The Cloudbleed bug is the latest bug to have hit the Internet. According to estimates it may have exposed millions of usernames and passwords from various websites. Its name comes from the hacking of a web services company called Cloudfare that is used by many major websites. An analyst at Google’s Project Zero, Tavis Ormandy, noticed a bug, or a piece of code in the Cloudfare software that occasionally allows Google to crawl and index personal data.
Cloudfare in this blog post, downplays the leak which happened between September 22, 2016 and February 18, 2017. Gizmodo, on the other hand, advises you to change your password immediately because nearly 4.3 million domains might be affected.

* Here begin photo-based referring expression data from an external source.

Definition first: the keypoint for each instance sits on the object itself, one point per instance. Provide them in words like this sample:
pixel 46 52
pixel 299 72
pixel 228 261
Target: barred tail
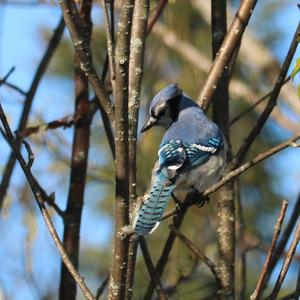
pixel 152 210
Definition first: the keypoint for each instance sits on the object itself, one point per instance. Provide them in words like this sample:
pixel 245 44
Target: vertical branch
pixel 286 264
pixel 261 281
pixel 117 282
pixel 272 101
pixel 284 238
pixel 79 159
pixel 227 49
pixel 40 197
pixel 137 47
pixel 53 43
pixel 152 271
pixel 162 261
pixel 240 229
pixel 226 215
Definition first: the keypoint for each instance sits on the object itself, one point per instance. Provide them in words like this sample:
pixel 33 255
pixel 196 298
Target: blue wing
pixel 174 158
pixel 171 157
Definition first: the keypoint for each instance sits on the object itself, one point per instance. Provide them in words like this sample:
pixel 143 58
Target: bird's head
pixel 164 107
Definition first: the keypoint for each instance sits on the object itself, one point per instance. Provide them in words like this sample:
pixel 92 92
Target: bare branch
pixel 260 284
pixel 286 264
pixel 137 47
pixel 152 271
pixel 53 43
pixel 255 104
pixel 272 101
pixel 227 49
pixel 4 79
pixel 78 167
pixel 117 283
pixel 163 259
pixel 279 251
pixel 102 287
pixel 156 14
pixel 200 256
pixel 83 50
pixel 38 194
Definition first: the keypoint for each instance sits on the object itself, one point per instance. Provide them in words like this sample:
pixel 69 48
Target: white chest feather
pixel 203 176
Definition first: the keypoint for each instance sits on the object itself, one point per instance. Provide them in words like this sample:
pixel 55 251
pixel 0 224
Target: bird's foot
pixel 196 198
pixel 202 201
pixel 178 204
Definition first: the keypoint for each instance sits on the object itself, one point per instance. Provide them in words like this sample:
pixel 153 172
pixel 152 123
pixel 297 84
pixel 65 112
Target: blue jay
pixel 190 157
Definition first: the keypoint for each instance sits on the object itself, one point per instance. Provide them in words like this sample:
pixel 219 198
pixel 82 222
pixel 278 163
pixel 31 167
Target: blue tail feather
pixel 153 208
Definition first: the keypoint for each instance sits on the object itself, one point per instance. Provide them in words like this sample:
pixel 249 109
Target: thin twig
pixel 227 49
pixel 241 255
pixel 78 164
pixel 83 50
pixel 286 263
pixel 156 14
pixel 110 42
pixel 136 59
pixel 102 287
pixel 163 259
pixel 152 271
pixel 286 234
pixel 260 284
pixel 199 254
pixel 4 79
pixel 256 103
pixel 272 101
pixel 53 43
pixel 38 194
pixel 30 154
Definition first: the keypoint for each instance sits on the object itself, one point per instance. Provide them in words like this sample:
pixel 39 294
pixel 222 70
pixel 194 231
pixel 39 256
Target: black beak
pixel 152 121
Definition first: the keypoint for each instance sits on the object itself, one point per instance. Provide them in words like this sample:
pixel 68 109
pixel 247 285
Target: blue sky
pixel 21 46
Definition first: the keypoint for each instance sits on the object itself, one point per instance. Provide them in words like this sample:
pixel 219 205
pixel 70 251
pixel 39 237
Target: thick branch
pixel 117 284
pixel 79 159
pixel 137 47
pixel 227 49
pixel 272 101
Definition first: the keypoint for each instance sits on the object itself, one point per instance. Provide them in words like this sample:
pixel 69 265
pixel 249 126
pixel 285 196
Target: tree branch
pixel 38 194
pixel 163 259
pixel 200 256
pixel 286 264
pixel 78 168
pixel 83 50
pixel 137 48
pixel 263 275
pixel 53 43
pixel 272 101
pixel 152 271
pixel 227 49
pixel 117 283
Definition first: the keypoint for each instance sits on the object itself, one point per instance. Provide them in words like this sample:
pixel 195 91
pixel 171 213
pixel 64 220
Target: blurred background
pixel 177 50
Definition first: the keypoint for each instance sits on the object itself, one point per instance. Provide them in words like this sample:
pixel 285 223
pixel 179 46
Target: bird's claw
pixel 203 200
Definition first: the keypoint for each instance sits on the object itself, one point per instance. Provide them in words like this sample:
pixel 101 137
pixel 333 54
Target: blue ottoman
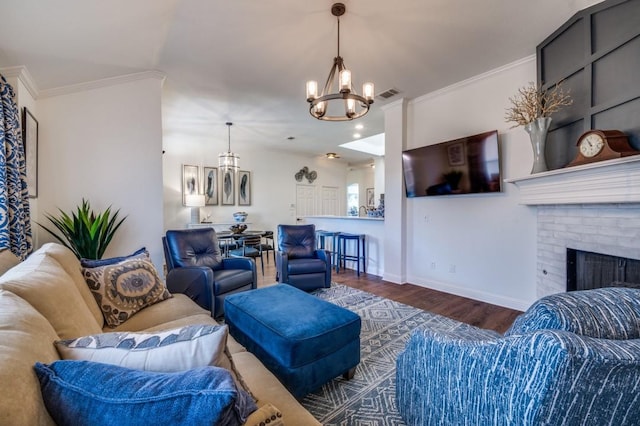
pixel 304 341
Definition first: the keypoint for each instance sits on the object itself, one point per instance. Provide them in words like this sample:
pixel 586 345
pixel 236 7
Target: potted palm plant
pixel 84 232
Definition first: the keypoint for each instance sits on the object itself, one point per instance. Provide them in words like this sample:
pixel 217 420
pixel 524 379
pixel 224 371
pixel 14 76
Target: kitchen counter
pixel 372 227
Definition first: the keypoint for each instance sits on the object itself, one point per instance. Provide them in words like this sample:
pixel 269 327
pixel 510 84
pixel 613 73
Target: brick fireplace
pixel 612 229
pixel 594 208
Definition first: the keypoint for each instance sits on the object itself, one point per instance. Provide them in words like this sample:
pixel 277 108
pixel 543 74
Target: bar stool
pixel 323 239
pixel 343 256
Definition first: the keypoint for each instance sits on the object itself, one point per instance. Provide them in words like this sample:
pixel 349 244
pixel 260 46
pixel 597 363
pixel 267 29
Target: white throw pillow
pixel 178 349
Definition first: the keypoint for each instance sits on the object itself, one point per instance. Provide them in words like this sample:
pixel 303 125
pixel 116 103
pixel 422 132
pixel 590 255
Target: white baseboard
pixel 494 299
pixel 392 278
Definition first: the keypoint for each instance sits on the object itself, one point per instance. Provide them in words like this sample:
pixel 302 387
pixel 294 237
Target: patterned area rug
pixel 369 398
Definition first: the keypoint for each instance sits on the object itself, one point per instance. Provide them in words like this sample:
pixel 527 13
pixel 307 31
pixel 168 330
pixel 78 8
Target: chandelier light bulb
pixel 368 91
pixel 351 107
pixel 345 81
pixel 320 108
pixel 312 90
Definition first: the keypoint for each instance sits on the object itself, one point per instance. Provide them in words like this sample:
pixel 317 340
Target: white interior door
pixel 305 201
pixel 330 201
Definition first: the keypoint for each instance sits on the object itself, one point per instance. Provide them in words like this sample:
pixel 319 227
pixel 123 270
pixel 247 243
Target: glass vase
pixel 537 130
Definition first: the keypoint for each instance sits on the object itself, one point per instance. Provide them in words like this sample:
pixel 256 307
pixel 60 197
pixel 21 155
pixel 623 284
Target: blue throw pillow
pixel 91 393
pixel 94 263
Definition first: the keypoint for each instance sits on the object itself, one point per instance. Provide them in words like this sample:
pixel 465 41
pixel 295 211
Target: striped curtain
pixel 15 218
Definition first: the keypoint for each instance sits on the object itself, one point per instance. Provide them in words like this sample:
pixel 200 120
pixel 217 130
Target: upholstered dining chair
pixel 269 245
pixel 249 246
pixel 298 262
pixel 195 267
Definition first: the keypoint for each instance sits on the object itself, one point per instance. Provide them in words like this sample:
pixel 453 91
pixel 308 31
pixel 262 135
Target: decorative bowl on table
pixel 238 228
pixel 240 217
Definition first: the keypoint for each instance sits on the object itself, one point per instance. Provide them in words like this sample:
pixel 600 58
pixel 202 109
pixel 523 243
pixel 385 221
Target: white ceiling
pixel 247 61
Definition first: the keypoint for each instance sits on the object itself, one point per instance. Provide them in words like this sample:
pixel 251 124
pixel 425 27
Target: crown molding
pixel 474 79
pixel 105 82
pixel 22 73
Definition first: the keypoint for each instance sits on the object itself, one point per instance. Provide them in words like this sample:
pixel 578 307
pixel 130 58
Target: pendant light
pixel 228 161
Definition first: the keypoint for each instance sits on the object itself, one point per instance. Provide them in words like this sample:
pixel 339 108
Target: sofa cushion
pixel 124 288
pixel 88 393
pixel 7 260
pixel 25 337
pixel 94 263
pixel 170 350
pixel 70 263
pixel 42 282
pixel 604 313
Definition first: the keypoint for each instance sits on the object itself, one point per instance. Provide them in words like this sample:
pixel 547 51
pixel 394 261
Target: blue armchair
pixel 572 358
pixel 195 267
pixel 298 263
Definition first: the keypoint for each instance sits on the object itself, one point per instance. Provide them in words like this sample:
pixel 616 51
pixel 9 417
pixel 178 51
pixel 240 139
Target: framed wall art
pixel 30 142
pixel 244 188
pixel 210 185
pixel 228 188
pixel 371 202
pixel 190 181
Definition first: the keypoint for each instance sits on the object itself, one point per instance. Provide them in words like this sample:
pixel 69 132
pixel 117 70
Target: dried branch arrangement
pixel 532 102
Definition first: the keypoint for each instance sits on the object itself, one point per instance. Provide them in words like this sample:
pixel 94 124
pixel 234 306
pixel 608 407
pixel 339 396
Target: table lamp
pixel 195 201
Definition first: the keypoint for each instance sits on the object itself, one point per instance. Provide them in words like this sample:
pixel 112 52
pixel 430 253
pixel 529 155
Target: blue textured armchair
pixel 195 267
pixel 298 263
pixel 572 358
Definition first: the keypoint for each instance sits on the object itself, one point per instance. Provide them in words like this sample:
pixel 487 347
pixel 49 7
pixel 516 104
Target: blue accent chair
pixel 298 262
pixel 195 267
pixel 572 358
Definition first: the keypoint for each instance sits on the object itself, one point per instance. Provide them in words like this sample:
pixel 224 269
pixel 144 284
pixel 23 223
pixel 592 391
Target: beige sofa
pixel 45 298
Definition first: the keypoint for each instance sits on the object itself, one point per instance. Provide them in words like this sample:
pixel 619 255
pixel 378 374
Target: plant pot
pixel 537 130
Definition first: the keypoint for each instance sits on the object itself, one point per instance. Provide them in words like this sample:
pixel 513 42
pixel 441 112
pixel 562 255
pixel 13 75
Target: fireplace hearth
pixel 587 270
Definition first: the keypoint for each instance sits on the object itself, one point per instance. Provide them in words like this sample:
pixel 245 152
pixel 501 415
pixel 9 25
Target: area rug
pixel 369 398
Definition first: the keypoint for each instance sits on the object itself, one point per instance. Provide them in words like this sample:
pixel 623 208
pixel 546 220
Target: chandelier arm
pixel 332 74
pixel 338 19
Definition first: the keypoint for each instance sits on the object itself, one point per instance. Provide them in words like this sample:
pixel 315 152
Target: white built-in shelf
pixel 611 181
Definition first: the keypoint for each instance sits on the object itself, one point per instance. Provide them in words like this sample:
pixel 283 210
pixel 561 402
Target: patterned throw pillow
pixel 124 288
pixel 177 349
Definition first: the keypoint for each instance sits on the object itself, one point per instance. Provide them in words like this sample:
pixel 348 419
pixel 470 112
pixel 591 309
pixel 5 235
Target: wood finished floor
pixel 479 314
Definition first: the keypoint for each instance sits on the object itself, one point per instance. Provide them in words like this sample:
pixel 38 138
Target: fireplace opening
pixel 587 270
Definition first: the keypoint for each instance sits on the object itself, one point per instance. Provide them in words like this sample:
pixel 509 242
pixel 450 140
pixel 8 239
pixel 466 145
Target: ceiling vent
pixel 388 94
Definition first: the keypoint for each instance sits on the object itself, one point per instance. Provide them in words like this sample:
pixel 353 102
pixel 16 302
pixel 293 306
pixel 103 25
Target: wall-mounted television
pixel 467 165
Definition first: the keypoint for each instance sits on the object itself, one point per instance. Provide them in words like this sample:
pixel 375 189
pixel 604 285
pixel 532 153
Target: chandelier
pixel 353 105
pixel 228 160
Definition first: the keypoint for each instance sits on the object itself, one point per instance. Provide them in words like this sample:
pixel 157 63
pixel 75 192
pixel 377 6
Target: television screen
pixel 462 166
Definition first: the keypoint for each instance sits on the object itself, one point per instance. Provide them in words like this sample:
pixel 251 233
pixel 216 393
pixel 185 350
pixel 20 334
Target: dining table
pixel 228 240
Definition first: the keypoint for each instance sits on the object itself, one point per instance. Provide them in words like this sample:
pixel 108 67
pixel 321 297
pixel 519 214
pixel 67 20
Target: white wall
pixel 479 246
pixel 273 181
pixel 105 145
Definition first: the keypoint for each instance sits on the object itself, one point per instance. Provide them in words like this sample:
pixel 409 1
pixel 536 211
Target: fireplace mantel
pixel 611 181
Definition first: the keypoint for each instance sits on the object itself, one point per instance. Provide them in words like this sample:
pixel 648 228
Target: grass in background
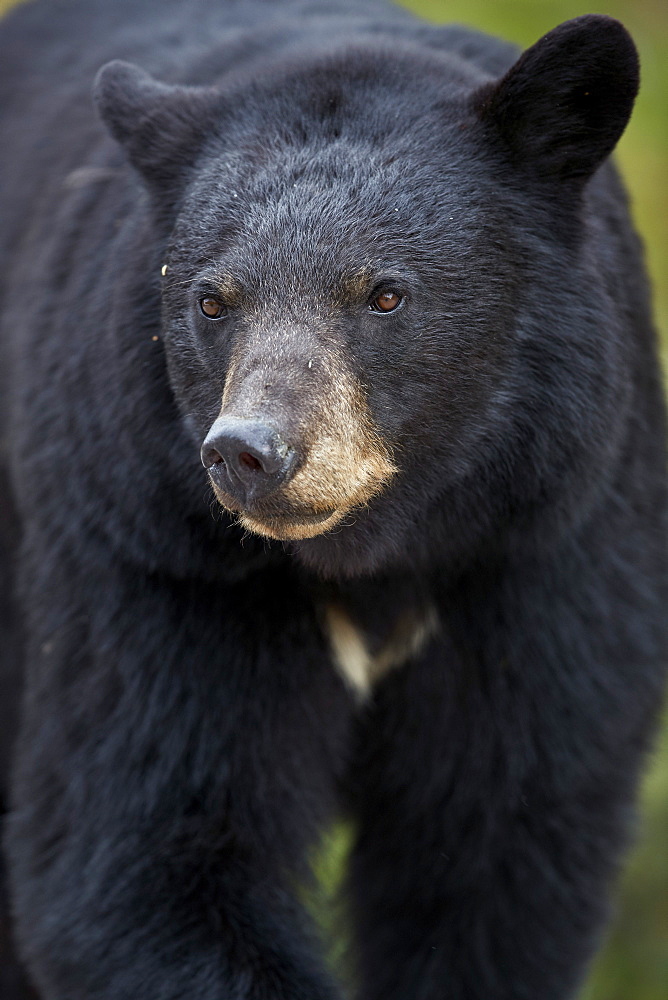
pixel 634 965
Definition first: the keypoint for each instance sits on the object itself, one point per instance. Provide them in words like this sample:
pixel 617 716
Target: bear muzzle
pixel 247 459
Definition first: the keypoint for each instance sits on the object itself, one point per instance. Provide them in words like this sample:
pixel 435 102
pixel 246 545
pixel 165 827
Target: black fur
pixel 185 734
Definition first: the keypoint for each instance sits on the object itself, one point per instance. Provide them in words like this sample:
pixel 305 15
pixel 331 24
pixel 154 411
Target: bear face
pixel 354 300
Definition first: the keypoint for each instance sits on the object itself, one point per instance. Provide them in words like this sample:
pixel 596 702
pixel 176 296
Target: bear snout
pixel 247 459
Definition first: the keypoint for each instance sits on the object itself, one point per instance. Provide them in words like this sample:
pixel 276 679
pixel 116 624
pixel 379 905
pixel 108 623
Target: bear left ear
pixel 561 108
pixel 161 126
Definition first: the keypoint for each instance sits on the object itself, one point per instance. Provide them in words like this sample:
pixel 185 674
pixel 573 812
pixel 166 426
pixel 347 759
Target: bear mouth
pixel 281 521
pixel 291 529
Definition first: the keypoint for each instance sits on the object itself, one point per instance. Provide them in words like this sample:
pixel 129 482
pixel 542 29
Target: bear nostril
pixel 211 457
pixel 250 461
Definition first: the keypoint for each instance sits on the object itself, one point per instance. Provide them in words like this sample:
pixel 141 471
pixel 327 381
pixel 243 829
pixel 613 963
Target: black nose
pixel 247 458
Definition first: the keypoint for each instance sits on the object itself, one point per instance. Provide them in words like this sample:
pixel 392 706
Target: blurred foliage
pixel 634 963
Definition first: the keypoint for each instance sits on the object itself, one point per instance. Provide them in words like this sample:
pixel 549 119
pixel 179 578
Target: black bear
pixel 378 278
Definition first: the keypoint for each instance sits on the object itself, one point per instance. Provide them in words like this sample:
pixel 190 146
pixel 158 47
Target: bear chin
pixel 284 530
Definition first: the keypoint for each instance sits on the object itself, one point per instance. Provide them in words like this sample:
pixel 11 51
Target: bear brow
pixel 229 287
pixel 356 285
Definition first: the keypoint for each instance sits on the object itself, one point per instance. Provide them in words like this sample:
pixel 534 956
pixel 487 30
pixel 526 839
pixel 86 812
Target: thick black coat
pixel 437 604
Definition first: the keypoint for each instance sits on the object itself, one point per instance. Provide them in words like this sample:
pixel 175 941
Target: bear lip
pixel 285 530
pixel 284 525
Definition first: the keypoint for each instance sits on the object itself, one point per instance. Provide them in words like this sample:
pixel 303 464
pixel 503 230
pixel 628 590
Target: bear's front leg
pixel 493 786
pixel 177 755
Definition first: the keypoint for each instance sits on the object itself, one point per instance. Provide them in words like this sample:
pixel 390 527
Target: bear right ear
pixel 161 126
pixel 561 108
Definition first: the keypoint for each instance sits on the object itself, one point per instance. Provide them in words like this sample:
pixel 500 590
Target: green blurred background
pixel 634 962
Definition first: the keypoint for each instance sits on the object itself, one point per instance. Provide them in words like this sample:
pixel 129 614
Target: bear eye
pixel 386 301
pixel 211 307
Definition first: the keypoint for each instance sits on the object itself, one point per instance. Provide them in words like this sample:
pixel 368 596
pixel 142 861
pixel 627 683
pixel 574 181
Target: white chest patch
pixel 358 665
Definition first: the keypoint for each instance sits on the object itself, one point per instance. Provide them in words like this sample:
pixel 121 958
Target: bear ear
pixel 161 126
pixel 561 108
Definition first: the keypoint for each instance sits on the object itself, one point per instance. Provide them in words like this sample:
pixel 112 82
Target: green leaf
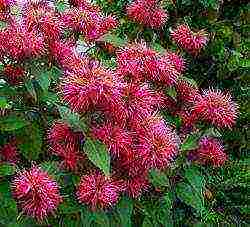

This Wired post has a weird explanation of what Cloudflare does with the massive amount of data it has from its 6 million customers:
In certain conditions, Cloudflare’s platform inserted random data from any of its six million customers—including big names like Fitbit, Uber, and OKCupid—onto the website of a smaller subset of customers. In practice, it meant that a snippet of information about an Uber ride you took, or even your Uber password, could have ended up hidden away in the code of another site.
For the most part, the exposed data wasn’t posted on well-known or high-traffic sites, and even if it had been it wasn’t easily visible. But some of the leaked data included sensitive cookies, login credentials, API keys, and other important authentication tokens, including some of Cloudflare’s own internal cryptography keys. And as Cloudflare’s service spewed random information, that data was being recorded in caches by search engines like Google and Bing and other systems.
How bad is the damage? It depends on serendipity, actually. Cloudflare explains that the data could have been leaked through only a certain number of websites having a particular HTML code – in total almost 3000 websites – that could trigger the Cloudbleed bug. The company is aware of 150 customers whose data has been negatively affected.
Although the odds of some hacker getting hold of your data are very low, almost every data security expert and tech analyst is advising you to change your password as soon as possible.